我正在尝试设置一个计时器,它将中断正在运行的进程并在它触发时调用一个协同程序。但是,我不确定实现这一目标的正确方法是什么。我找到了AbstractEventLoop.call_later,以及threading.Timer,但这些似乎都不起作用(或者我使用它们不正确)。代码很基本,看起来像这样:
def set_timer( time ):
self.timer = Timer( 10.0, timeout )
self.timer.start()
#v2
#self.timer = get_event_loop()
#self.timer.call_later( 10.0, timeout )
return
async def timeout():
await some_func()
return
设置非阻塞计时器的正确方法是什么,在几秒钟后调用回调函数?能够取消计时器将是一个奖励,但不是一个要求。我需要的主要事情是:非阻塞并成功调用协同例程。现在它返回一个错误,该对象无法等待(如果我抛出await)或者some_func从未等待过,并且预期的输出永远不会发生。
答案 0 :(得分:6)
使用Task创建ensure_future是在不阻止执行流程的情况下开始执行某个作业的常用方法。您还可以cancel个任务。
我为您编写了示例实现,以便从中开始:
import asyncio
class Timer:
def __init__(self, timeout, callback):
self._timeout = timeout
self._callback = callback
self._task = asyncio.ensure_future(self._job())
async def _job(self):
await asyncio.sleep(self._timeout)
await self._callback()
def cancel(self):
self._task.cancel()
async def timeout_callback():
await asyncio.sleep(0.1)
print('echo!')
async def main():
print('\nfirst example:')
timer = Timer(2, timeout_callback) # set timer for two seconds
await asyncio.sleep(2.5) # wait to see timer works
print('\nsecond example:')
timer = Timer(2, timeout_callback) # set timer for two seconds
await asyncio.sleep(1)
timer.cancel() # cancel it
await asyncio.sleep(1.5) # and wait to see it won't call callback
loop = asyncio.new_event_loop()
asyncio.set_event_loop(loop)
try:
loop.run_until_complete(main())
finally:
loop.run_until_complete(loop.shutdown_asyncgens())
loop.close()
输出:
first example:
echo!
second example:
答案 1 :(得分:0)
感谢Mikhail Gerasimov的回答,它非常有用。这是米哈伊尔答案的扩展。这是一个有一些曲折的间隔计时器。也许对某些用户有用。
import asyncio
class Timer:
def __init__(self, interval, first_immediately, timer_name, context, callback):
self._interval = interval
self._first_immediately = first_immediately
self._name = timer_name
self._context = context
self._callback = callback
self._is_first_call = True
self._ok = True
self._task = asyncio.ensure_future(self._job())

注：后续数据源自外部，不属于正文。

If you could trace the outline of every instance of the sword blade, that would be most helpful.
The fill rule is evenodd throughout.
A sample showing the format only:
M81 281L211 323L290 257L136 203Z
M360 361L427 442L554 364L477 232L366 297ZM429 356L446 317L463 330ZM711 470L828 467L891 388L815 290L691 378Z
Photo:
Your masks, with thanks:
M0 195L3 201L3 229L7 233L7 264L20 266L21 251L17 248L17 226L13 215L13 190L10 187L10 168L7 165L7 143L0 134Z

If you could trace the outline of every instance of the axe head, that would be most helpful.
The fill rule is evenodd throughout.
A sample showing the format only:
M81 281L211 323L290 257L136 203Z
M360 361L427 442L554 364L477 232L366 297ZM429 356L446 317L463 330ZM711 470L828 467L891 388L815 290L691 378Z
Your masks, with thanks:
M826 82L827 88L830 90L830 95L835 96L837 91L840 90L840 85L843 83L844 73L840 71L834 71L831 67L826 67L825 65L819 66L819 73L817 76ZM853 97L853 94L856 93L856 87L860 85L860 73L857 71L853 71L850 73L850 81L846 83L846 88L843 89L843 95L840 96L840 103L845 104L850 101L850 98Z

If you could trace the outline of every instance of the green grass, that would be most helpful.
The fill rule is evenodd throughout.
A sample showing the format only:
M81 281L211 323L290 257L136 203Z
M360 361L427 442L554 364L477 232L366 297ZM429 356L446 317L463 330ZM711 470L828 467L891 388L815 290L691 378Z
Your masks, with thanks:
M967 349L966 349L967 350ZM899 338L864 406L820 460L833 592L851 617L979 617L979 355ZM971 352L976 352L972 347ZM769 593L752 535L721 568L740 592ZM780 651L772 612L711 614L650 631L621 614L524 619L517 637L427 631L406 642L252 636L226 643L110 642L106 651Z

print(timer_name + " init done")
async def _job(self):
try:
while self._ok:
if not self._is_first_call or not self._first_immediately:
await asyncio.sleep(self._interval)
await self._callback(self._name, self._context, self)
self._is_first_call = False
except Exception as ex:
print(ex)
def cancel(self):
self._ok = False
self._task.cancel()
async def some_callback(timer_name, context, timer):
context['count'] += 1
print('callback: ' + timer_name + ", count: " + str(context['count']))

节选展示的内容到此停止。